| Objective: ||Develop a set of general algorithms to correct for systematic error of different kinds in eye point-of-regard (POR) data, and a software tool to support applying those algorithms to diverse datasets.
|| Description: ||Data about where an individual is looking can provide valuable information about cognitive processes, attention, and strategy (Gluck, 1999). The resolution of eye point-of-regard (POR) data is much more dense (usually c. 60Hz) than inputs that are made to computer-based task environments. Key presses and mouse movements may occur sparsely across seconds or minutes as an individual completes a task. By including data about where the eye is looking on a moment-to-moment basis we can fill in details about cognitive process, which can serve as the basis for instructive interventions and evaluation.

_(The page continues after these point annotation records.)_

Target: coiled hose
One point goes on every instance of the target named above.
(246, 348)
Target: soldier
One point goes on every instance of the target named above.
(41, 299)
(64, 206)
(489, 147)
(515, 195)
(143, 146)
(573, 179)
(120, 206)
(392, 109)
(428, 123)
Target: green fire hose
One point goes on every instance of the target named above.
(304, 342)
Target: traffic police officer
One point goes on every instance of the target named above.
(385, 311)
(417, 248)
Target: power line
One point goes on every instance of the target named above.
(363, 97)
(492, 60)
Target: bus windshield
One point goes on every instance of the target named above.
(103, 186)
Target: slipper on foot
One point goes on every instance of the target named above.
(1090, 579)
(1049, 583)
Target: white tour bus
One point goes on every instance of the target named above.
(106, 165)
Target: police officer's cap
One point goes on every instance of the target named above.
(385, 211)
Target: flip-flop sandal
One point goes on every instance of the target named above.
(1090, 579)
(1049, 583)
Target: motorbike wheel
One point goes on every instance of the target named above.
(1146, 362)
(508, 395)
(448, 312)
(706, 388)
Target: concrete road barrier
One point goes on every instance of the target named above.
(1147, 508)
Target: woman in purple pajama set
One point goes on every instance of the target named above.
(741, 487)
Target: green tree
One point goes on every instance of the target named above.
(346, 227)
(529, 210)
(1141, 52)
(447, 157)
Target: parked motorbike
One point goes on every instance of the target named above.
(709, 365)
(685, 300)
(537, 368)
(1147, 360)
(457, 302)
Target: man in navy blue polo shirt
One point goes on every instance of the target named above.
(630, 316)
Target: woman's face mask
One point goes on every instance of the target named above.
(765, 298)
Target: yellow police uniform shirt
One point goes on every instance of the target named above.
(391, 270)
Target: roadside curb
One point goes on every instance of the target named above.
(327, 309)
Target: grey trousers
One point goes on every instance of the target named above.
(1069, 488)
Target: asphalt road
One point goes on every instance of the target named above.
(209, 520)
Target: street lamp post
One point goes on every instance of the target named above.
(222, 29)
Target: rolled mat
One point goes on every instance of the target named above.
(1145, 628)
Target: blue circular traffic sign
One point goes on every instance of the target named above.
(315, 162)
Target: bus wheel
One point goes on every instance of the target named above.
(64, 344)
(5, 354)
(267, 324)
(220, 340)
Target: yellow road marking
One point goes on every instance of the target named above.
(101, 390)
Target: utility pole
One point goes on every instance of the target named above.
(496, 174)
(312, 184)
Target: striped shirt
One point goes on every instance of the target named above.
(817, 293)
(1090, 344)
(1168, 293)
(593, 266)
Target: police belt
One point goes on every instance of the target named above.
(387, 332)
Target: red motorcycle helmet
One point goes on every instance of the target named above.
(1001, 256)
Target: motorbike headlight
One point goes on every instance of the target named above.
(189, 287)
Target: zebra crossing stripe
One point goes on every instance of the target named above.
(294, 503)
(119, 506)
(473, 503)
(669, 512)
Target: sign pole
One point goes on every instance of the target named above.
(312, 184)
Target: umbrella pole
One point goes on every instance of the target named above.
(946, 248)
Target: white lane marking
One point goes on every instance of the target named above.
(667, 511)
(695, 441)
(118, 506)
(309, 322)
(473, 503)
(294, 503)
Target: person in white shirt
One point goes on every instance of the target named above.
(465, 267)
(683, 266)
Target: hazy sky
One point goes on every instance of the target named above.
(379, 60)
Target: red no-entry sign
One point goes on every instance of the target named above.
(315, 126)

Eye tracking technology has existed for decades, but the sophistication of these systems has increased dramatically in recent years. POR estimates can be made without restricting head movement and without requiring cumbersome equipment. Modern eye tracking hardware can easily be attached to the brim of a baseball cap, and is lightweight enough so that it does not cause discomfort or neck strain. To make optimal use of this source of data, however, requires that the POR estimates be accurately associated with regions of interest on the screen. All eye POR data has biases and error, both as a function of the geometry of the eye and limitations in the computational algorithms that are available for estimating POR. One technique for compensating for systematic error in POR estimates is to apply a correction algorithm to the data, adjusting POR estimates based on regions of interest in the visual field (Douglass, unpublished; Hornof & Halverson, 2002). While this technique shows promise, no general approach exists for applying a corrective algorithm to eye POR data, nor has a careful evaluation of alternative algorithms been performed. This proposal is for developing a general approach to correcting for systematic error in eye POR data.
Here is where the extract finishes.